Learning Firsthand How to Make Events Accessible

Beki Winchel, PCMA’s learning content and research developer, shares what she learned from working with accessibility expert and deaf speaker Meryl Evans in the lead-up to and on site at Convening Leaders 2022.

Author: Beki Winchel       

Meryl Evans

Marketing and accessibility specialist Meryl Evans (right) speaks to a Convening Leaders 2022 audience about making events more inclusive and inviting for attendees with disabilities. (Jacob Slaton Photography)

Beki Winchel

Beki Winchel

I gained so many insights from working with Meryl Evans in preparation for her Convening Leaders 2022 session, “Demystifying Accessibility: How to Make Sure Your Events and Experiences are Inclusive and Inviting.” Meryl is a marketing and accessibility specialist and trainer and professional speaker who is deaf. Here are four takeaways from my experience working with her that you can apply to make your events — digital and in-person — inclusive:

1. Accessibility isn’t a one-size-fits-all consideration. Only by understanding the unique needs and behaviors of attendees with disabilities can you offer necessary alternatives to make their event experience a positive one.

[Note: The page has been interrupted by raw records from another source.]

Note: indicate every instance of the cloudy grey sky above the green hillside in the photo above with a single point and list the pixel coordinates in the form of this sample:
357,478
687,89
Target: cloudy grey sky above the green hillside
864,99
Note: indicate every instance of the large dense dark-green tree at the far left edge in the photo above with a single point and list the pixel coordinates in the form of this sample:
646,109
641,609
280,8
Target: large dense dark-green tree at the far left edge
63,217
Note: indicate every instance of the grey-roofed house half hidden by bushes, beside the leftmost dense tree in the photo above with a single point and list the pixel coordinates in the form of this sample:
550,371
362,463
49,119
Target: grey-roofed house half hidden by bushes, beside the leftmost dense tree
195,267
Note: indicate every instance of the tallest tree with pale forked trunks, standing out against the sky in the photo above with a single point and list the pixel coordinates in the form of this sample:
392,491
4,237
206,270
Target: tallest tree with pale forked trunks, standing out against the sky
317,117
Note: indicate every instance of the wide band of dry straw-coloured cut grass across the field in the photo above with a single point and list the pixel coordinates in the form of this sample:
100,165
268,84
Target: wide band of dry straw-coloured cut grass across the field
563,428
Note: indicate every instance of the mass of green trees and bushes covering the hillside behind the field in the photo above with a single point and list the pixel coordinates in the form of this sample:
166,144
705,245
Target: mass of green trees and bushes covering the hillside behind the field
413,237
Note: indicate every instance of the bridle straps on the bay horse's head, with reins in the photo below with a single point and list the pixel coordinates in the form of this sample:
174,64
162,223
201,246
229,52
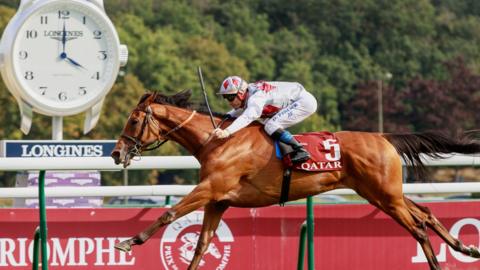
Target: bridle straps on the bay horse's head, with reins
137,148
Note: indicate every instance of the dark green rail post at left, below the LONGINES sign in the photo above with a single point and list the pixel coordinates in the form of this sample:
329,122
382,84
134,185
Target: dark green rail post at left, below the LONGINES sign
41,231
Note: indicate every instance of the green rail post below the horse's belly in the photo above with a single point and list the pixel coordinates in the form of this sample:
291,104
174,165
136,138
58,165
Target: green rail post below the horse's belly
307,229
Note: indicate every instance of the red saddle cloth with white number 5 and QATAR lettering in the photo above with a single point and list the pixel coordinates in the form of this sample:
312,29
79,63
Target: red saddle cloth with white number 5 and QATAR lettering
324,150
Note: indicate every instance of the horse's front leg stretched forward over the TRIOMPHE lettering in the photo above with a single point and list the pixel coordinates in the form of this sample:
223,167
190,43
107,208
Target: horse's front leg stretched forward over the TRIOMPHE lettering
196,199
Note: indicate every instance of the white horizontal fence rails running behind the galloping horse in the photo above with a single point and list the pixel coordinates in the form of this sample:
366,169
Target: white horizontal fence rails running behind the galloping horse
181,162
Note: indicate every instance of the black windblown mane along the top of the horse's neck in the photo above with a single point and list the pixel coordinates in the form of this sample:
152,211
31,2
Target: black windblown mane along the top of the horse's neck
180,99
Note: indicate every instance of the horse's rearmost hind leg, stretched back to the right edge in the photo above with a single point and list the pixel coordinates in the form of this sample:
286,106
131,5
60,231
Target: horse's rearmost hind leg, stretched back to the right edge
434,224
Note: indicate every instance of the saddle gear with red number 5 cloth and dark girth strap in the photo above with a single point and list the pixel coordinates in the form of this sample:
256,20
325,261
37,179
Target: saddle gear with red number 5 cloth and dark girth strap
325,155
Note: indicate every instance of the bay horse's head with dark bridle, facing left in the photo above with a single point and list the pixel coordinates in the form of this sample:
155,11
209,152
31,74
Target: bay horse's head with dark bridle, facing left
143,128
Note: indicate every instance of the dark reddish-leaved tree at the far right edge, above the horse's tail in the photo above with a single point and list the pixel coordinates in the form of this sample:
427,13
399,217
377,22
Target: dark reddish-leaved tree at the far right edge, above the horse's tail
450,104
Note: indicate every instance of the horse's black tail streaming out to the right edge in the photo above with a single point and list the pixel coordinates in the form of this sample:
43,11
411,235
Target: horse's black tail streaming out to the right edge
432,144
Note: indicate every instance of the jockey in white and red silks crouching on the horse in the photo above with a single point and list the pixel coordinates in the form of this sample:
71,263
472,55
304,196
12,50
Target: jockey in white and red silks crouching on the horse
278,105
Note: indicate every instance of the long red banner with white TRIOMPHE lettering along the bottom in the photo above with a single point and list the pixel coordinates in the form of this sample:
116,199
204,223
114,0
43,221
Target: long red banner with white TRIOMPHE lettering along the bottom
346,237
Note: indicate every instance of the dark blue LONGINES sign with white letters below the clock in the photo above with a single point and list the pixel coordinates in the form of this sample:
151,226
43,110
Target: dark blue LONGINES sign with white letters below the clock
44,148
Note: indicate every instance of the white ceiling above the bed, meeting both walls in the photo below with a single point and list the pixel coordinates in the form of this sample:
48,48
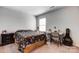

Incorporate an accessibility approach into your registration process by asking attendees if they require accommodations, such as captioning, wheelchair access to workshop tables, assistive listening devices, and more. Adding a notice to your event’s website that announces your intention to host an inclusive and accessible event will also signal your inclusivity and direct attendees with additional requirements to the preferred contact person. Cornell University has a great example of that kind of welcoming message.

Meryl is a deaf lipreader who also uses transcripts to communicate. She doesn’t use American Sign Language (ASL), which presents a challenge at meetings, especially if speakers move around within the audience or on stage. She misses important questions or portions of a keynote address if a speaker’s back is towards her of his or her face is obscured from view. These and other everyday considerations I took for granted before talking with Meryl.

2. Pay attention to the details. Event accessibility should extend to every aspect of an attendee’s experience — including those beyond your meeting’s walls. Just as event planners consider the type of food served, availability of coffee, and alternatives for single-use plastics, we all need to consider how attendees with varying needs will navigate your event.

Watch CL22 Sessions

Convening Leaders 2022 attendees, don’t miss your chance to re-watch Meryl Evans’s sessions and others for education credits in JUNO’s CL22 Library. On-demand access to CL22 content is available through March 12, 2022.

At Convening Leaders 2022, our headquarters hotel Harrah’s placed Meryl in a hearing-impaired room, which offers a TTY (a text telephone device for those with hearing and communication difficulties) and uses lights and vibrations for its fire alarm, doorbell, and alarm clock.

Because Las Vegas’s mask mandate was in effect for Convening Leaders — making lipreading an impossibility — a member of the PCMA team met Meryl and assisted her through the registration process on site, using text messages to communicate along the way. For her session, we took attendee questions in the Q&A portion through the virtual event JUNO app, but a back-up moderator was prepared to take questions from the audience and repeat them, unmasked and socially distanced near the stage.

3. Technology can be both a saving grace and a pitfall. Tech can help overcome communication and accessibility gaps, but it’s not a replacement for human understanding attendees and providing for their needs. Just as you seek data and feedback to know what agenda formats, event space designs, and session lengths fit attendee behaviors and needs, do the same for those with disabilities. Accessibility concerns also apply to virtual and hybrid events, and many organizations can make their websites, digital meetings, and social media content more inclusive. Consider this thorough collection of resources for social media accessibility by accessibility marketing expert Alexa Heinrich and digital agency Diamond’s 2021 State of Accessibility Report.

When talking with Meryl virtually, auto-captioning will only go so far. Often, it makes mistakes with names and will misinterpret phrases, so repeating and understanding context is necessary. Meryl also told me that many apps aimed at overcoming communication gaps “puts the onus on the deaf person and it’s not discreet.” She explains more in a LinkedIn post, and advises organizations to offer participants two options for contacting them — not just a phone number, but via email and/or text.

4. Aim to over-communicate and prepare. Event professionals are often already adept at communicating and preparing for several contingencies, and this skill should be extended to accessibility efforts. Straightforward and proactive communication — and reminders — can ensure that you’re truly and authentically providing an inclusive experience for everyone, as well as minimizing problems during the event.

My open communication with Meryl, through both email and text, allowed us to prepare for her arrival, answer questions and concerns, learn of challenges beforehand, and quickly respond to any issues that arose. When I was in doubt, I asked Meryl, who was more than willing to share her needs, as well as give me additional context and information to help me better understand existing challenges and ideas for overcoming them.

Beki Winchel is PCMA’s learning content and research developer.